How many contracts have you drafted or signed that contain the phrase ‘…such consent not to be unreasonably withheld…’?

Well, from my own experience I can say that most contracts I work on have this wording in one or more of the contract clauses. But how many times have you stopped and thought about how important these seven words are? Well, a recent Commercial Court case focused on that very question.

The case, Apache North Sea Limited v INEOS FPS Limited [2020] EWHC 2081 (Comm), concerned the processing of hydrocarbons produced in the Forties Field of the North Sea by Apache, and the transportation of the same through the Forties Pipeline System owned and operated by INEOS.

The original contract dated 2003 was between Apache and BP (British Petroleum). This contract subsequently included an Attachment (F) that covered production estimates for the period from signing to end of 2020. In 2017, BP sold its interest in the Forties Pipeline System to INEOS and in 2019, Apache wrote to INEOS requesting an amendment to the contract to extend the Attachment (F) from January 2021 to end of 2040.

INEOS said that they would be willing to extend the Attachment (F) provided that the payment tariff was revised to increase the amounts that INEOS are paid.

Apache refused to revise the payment tariff saying that the clause concerning the extension of production estimates states: “…. subject to there being Uncommitted Capacity INEOS shall not unreasonably withhold its consent to such increase…” and that INEOS cannot withhold consent in exchange for the re-writing of fundamental terms of the contract. Apache also argued that price increases are already provided for in the contract through the application of indices and that it was contemplated that production would continue beyond the end of 2020.

INEOS on the other hand, argued that a change in tariff as a condition of giving consent to extend the Attachment (F) is a question of fact to be judged on the reasonableness test and that extending the period would involve substantial investment by INEOS which comes at a cost.
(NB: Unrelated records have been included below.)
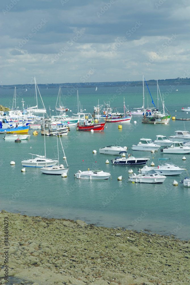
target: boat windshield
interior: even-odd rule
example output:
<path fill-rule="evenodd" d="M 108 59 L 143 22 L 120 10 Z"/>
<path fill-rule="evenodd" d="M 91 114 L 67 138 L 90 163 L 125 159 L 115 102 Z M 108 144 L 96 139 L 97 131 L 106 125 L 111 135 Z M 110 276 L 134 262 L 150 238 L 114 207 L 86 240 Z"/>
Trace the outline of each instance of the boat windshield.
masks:
<path fill-rule="evenodd" d="M 100 172 L 101 171 L 102 171 L 102 170 L 101 169 L 101 168 L 97 168 L 96 169 L 94 169 L 93 171 L 93 172 Z"/>

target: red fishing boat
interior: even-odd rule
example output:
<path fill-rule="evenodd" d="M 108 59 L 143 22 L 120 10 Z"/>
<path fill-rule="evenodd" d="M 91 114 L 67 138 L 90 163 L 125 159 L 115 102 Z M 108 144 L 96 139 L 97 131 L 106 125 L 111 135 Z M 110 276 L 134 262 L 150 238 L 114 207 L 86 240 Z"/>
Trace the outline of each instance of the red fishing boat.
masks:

INEOS also said that after the end of 2020, Apache has no further contractual rights so extending the term would be a significant increase in its rights.

The parties took the matter to Court to ask “….is INEOS acting unreasonably and/or non-contractually by withholding consent…”. The Court found, in Apaches’ favour, that whilst setting conditions to consent could be legitimate in certain circumstances, in this case, INEOS was not entitled to impose the condition, as it would have the effect of re-writing the parties’ bargain by depriving Apache of its contractual rights.